Venn diagrams showing the number of transcripts that are differentially expressed in response to poly (I:C) (orange circles), LPS (green circles), and CpG DNA (blue circles) in RAW 264.7 macrophages at (A) 6 hours and (B) 24 hours post-treatment. Differentially expressed genes are defined as those significant at 1% FDR by SAM and with ≥2 fold up- or down-regulation (compared to media control). Differentially expressed transcripts are listed in Supplemental Tables 2 and 3.

At both time-points, we found that poly (I:C) and LPS elicit a more pronounced transcriptional response than does CpG DNA both 6 and 24 hours post-treatment. To ensure that this observation was not simply a result of the doses of the three PAMPs we chose for this study, we examined gene expression levels of all genes that are differentially expressed in response to all three PAMPs at 6 hours post stimulation (Supplemental Table 1). It is apparent from data in Supplemental Table 1 that fold change in response to CpG DNA stimulation is often comparable and sometimes exceeds that of poly (I:C). This finding strongly suggests that the reduced transcriptional response of macrophages to CpG stimulation is not a result of the dose of CpG DNA used in our study; rather, this is a biological phenomenon that has been described in a previous study (Gao et al., 2003). Moreover, it is important to note that we chose concentrations of LPS, poly (I:C), and CpG DNA based on our previous studies (Jiang et al., 2007; Jiang and Pisetsky, 2006) in which we show comparable cytokine production at the PAMP concentrations but differences in apoptosis and HMGB1 release.

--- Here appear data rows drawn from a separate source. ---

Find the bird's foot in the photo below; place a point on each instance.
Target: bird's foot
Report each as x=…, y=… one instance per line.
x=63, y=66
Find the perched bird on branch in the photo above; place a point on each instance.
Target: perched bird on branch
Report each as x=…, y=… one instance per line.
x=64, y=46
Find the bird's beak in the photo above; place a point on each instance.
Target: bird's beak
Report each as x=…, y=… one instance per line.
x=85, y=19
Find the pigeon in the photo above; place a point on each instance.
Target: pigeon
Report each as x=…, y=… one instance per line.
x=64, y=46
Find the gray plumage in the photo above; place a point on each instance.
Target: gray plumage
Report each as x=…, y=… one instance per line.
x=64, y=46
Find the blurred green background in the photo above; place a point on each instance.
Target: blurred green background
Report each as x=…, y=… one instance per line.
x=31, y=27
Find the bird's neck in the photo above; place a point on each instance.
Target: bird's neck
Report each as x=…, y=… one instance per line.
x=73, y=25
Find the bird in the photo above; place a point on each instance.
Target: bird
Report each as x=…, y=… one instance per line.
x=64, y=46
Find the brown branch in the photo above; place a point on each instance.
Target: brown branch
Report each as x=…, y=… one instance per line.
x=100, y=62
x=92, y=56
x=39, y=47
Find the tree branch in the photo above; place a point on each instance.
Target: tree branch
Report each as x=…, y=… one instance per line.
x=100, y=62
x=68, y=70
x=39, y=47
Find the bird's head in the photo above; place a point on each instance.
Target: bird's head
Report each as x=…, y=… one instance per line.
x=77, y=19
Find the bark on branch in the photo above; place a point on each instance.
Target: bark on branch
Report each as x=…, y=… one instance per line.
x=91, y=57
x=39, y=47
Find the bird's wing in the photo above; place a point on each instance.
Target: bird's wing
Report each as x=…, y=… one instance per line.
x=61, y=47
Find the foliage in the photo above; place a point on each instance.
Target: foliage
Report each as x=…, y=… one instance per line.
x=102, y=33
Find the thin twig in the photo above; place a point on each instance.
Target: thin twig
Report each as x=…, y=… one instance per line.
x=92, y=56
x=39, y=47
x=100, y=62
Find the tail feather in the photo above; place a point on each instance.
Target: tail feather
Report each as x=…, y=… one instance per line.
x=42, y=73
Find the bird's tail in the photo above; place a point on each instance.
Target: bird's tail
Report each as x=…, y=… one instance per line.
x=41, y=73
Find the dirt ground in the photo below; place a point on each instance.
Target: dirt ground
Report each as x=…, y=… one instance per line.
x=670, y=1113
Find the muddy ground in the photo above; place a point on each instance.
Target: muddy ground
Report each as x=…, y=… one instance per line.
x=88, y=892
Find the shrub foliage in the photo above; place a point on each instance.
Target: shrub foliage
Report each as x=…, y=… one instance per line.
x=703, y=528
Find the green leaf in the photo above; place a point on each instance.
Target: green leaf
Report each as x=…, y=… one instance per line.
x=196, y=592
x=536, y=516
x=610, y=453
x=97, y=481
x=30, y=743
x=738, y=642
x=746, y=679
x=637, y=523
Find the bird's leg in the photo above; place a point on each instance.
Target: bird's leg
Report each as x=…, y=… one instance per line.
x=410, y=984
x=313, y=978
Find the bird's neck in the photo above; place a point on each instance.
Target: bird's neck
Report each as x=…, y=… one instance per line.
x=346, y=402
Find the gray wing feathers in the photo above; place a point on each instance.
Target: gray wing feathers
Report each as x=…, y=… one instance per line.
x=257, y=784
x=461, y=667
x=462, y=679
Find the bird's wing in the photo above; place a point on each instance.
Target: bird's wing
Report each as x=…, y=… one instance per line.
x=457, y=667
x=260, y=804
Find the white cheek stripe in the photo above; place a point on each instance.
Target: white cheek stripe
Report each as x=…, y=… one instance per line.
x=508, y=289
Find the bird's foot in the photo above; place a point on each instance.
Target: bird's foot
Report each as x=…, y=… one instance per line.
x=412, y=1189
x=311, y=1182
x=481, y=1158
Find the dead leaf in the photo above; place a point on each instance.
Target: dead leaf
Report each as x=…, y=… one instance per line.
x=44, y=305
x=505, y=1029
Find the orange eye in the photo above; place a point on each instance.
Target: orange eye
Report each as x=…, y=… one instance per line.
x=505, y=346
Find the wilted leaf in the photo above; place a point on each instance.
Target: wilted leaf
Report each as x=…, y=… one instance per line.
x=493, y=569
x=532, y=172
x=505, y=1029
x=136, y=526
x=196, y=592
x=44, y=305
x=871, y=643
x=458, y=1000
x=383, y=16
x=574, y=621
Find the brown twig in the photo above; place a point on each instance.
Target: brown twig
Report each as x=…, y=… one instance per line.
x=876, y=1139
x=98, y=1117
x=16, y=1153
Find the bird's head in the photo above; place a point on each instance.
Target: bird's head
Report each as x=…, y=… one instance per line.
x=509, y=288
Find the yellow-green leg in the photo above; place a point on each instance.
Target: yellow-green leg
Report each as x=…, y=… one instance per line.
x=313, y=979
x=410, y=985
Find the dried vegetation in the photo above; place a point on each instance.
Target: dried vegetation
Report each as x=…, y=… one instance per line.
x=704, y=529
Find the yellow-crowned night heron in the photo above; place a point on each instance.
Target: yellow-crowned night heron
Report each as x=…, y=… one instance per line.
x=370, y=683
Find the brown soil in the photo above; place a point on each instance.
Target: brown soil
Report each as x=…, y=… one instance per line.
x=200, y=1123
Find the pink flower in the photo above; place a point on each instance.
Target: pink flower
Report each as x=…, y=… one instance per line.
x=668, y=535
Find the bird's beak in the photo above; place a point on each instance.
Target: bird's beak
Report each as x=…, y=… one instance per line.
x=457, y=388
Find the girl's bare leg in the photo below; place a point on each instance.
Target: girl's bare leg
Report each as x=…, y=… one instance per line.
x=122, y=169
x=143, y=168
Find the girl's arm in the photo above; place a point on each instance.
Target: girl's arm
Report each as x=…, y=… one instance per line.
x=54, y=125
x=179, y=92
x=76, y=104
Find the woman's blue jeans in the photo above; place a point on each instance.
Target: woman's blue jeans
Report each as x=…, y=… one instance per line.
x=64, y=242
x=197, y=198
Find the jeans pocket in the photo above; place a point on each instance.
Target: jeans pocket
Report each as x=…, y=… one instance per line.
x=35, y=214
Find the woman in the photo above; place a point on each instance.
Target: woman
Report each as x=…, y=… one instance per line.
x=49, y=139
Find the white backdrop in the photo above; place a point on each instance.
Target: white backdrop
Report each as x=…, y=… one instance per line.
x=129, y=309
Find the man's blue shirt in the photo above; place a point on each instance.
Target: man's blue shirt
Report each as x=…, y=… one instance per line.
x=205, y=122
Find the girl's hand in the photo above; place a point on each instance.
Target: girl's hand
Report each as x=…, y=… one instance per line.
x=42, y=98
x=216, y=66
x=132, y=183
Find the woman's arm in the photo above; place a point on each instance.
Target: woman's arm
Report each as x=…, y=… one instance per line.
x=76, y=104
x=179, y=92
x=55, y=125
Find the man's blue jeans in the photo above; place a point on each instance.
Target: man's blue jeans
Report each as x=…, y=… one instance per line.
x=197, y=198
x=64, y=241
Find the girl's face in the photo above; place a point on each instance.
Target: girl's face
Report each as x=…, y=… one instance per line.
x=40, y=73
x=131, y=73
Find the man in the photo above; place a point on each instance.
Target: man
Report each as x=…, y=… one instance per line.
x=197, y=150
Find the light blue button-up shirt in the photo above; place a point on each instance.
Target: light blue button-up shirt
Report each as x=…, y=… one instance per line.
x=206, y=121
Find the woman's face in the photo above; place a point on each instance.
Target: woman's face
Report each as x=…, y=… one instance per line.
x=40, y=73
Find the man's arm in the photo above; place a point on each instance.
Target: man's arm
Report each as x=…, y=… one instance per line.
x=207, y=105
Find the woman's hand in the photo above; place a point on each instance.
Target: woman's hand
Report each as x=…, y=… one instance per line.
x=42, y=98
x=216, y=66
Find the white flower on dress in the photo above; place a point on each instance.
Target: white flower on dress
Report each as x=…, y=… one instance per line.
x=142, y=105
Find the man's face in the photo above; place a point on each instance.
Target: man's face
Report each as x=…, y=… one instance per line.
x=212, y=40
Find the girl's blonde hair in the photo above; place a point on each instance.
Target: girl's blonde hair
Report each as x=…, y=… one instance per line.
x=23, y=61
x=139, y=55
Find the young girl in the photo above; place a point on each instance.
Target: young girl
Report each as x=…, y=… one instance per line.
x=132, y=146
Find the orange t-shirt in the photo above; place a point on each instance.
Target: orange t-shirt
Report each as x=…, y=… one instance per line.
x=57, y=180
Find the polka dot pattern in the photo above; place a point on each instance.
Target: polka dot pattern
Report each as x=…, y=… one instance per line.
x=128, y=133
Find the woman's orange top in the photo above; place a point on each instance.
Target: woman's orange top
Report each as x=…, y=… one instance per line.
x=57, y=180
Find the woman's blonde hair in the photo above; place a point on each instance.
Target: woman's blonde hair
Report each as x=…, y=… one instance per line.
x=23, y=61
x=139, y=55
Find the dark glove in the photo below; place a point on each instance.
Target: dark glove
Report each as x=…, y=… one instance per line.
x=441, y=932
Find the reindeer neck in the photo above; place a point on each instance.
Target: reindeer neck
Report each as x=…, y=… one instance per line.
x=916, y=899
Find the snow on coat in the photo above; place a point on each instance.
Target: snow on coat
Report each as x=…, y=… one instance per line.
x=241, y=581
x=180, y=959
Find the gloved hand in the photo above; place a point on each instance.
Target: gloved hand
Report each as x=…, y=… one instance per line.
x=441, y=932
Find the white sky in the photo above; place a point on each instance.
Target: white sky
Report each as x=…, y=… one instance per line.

3.2 Different molecular pathways activated/repressed by PAMP stimulation 6 and 24 hours post-treatment

Ingenuity Pathway Analysis (IPA) software and the underlying database (Ganter et al., 2008) were utilized to identify molecular pathways that are activated/repressed in response to stimulation by each TLR ligand. The top 10 significantly altered pathways at the 6 hour time point (Figure 2A) are consistent with the current knowledge of TLR signaling. Interferon signaling is a result of activation of the TRIF-dependent arm of the TLR pathway (Ishii et al., 2008) and is therefore shared by LPS and poly (I:C) but not CpG DNA. The induction of other pathways which are known to be activated in response to TLR stimulation (death receptor, IL-6, NF-κB, apoptosis, and complement/coagulation cascades) (Akira and Takeda, 2004; Raschi et al., 2008; Salaun et al., 2007) were shared by all three TLR ligands but were less pronounced following CpG stimulation.

Figure 2.

Figure 2

Figure 2

Open in a new tab

Over-represented canonical pathways identified by Ingenuity Pathway Analysis in RAW264.7 macrophages at (A) 6 hours and (B) 24 hours post-treatment. Differentially expressed genes from the Venn diagrams in Figure 1 were used for the pathway analysis. Poly (I:C) data are shown in navy bars, LPS data are in medium blue, and CpG DNA data are depicted by light blue bars.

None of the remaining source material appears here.